Opinión Bolivia

  • Diario Digital | sábado, 15 de agosto de 2020
  • Actualizado 15:24

Deslizamientos: el riesgo sigue

Deslizamientos: el riesgo sigue

E l desastre ocurrido en Tiquipaya, el pasado viernes y por segunda vez en dos años, debe ser una alerta para que las autoridades nacionales, departamentales y  municipales tomen en serio los riesgos que existen en todas las cuencas que hay a lo largo del Parque Nacional Tunari. Si esta vez la mazamorra afectó a una parte del municipio de Tiquipaya, mañana podría ser otro sector mucho más poblado y con daños mayores, que podríamos estar lamentando no solo la destrucción de viviendas, sino la pérdida de vidas humanas.

Es un hecho de que  poco o nada  se tomó en cuenta la desgracia que ocurrió el pasado 6 de febrero de 2018, cuando se registró la primera mazamorra que dejó a más de 150 familias sin techo y cinco personas fallecidas. Los trabajos que se realizaron, lamentablemente, fueron insuficientes y no se vio más allá de lo que podría suceder en poco tiempo.

Llama la atención que luego del desastre del viernes, en el mismo lugar de la tragedia de 2018, se informe que existen nuevos taludes activados en la cuenca del río Taquiña. Suponemos que esta situación se dio tras lo ocurrido la pasada semana, de otra manera sería muy grave saber que esto pudo detectarse hace mucho tiempo para tomar acciones inmediatas y no esperar que se dé el desastre.

El director del Servicio Departamental de Cuencas de la Gobernación, Juan Pablo Patiño, informó el lunes que estos taludes cuentan con una altura de más de 40 metros. "Por la pendiente tan abrupta que tiene el río es que genera mayor erosión, a raíz de eso habría nuevos taludes que han fallado".
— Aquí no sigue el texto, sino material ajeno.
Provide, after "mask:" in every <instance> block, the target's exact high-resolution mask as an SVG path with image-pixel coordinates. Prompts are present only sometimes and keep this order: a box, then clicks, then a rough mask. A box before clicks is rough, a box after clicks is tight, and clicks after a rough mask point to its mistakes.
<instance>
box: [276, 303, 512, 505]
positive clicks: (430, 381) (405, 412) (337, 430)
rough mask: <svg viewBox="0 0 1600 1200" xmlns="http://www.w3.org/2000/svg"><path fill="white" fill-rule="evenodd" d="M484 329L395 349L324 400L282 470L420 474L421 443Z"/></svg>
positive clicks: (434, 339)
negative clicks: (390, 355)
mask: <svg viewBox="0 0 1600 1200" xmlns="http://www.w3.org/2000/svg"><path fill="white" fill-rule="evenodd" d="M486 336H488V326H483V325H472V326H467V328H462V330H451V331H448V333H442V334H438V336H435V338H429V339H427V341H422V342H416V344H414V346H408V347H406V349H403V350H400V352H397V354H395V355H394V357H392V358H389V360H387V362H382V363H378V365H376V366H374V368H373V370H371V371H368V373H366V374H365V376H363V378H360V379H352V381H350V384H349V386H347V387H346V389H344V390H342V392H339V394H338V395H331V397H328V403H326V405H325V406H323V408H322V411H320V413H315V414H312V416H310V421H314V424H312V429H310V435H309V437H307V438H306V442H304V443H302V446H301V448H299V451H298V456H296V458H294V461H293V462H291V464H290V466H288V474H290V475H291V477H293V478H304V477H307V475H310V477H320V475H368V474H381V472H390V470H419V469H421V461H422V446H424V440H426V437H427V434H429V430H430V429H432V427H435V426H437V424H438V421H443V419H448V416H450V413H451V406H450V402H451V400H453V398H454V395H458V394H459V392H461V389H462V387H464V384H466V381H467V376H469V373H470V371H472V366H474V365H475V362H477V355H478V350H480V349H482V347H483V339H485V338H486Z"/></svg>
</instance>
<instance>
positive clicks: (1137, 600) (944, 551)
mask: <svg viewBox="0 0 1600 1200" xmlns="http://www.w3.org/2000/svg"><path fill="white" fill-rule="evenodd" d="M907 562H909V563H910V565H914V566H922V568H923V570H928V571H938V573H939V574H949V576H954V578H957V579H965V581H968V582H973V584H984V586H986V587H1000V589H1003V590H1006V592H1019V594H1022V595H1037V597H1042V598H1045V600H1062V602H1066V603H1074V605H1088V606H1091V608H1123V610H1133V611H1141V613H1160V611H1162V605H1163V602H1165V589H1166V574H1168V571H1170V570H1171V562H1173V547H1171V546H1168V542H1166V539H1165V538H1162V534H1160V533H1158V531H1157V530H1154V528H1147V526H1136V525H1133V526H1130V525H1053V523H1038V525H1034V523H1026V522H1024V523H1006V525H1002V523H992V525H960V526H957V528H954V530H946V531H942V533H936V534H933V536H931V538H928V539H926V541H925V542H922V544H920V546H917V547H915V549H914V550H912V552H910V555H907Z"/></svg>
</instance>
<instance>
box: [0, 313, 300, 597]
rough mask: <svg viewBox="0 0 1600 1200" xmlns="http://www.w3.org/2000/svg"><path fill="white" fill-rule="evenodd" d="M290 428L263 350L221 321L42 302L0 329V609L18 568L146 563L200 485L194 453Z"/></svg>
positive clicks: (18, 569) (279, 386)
Ya no es tiempo de ver a las autoridades, de todos los niveles, movilizadas solo cuando se registran estos hechos. Cochabamba, en particular todos los municipios donde está el Tunari, requiere de una atención inmediata y sostenida. No necesita de simples promesas, lamentaciones y autoridades que se meten al lodo solo para la foto de los periódicos o las imágenes para la televisión y las redes sociales.

En reiteradas oportunidades, varios geólogos alertaron sobre el peligro de deslizamientos y las causas que llevarían a esta situación. 

Sin embargo, pareciera que la autoridades cerraron sus ojos para luego sorprenderse por las urbanizaciones ilegales que se construyeron  sobre la cota 2.750 del Tunari. Para nadie es desconocido los graves daños que se han cometido contra el Tunari, desde incendios hasta loteamientos. Sin embargo, hasta ahora no hay personas que hayan sido encarceladas por ese terrible atentado.

Negligencia Es un hecho de que poco o nada se tomó en cuenta la desgracia que ocurrió el 6 de febrero de 2018, cuando se registró la primera mazamorra que dejó a más de 150 familias sin techo y al menos cinco personas fallecidas.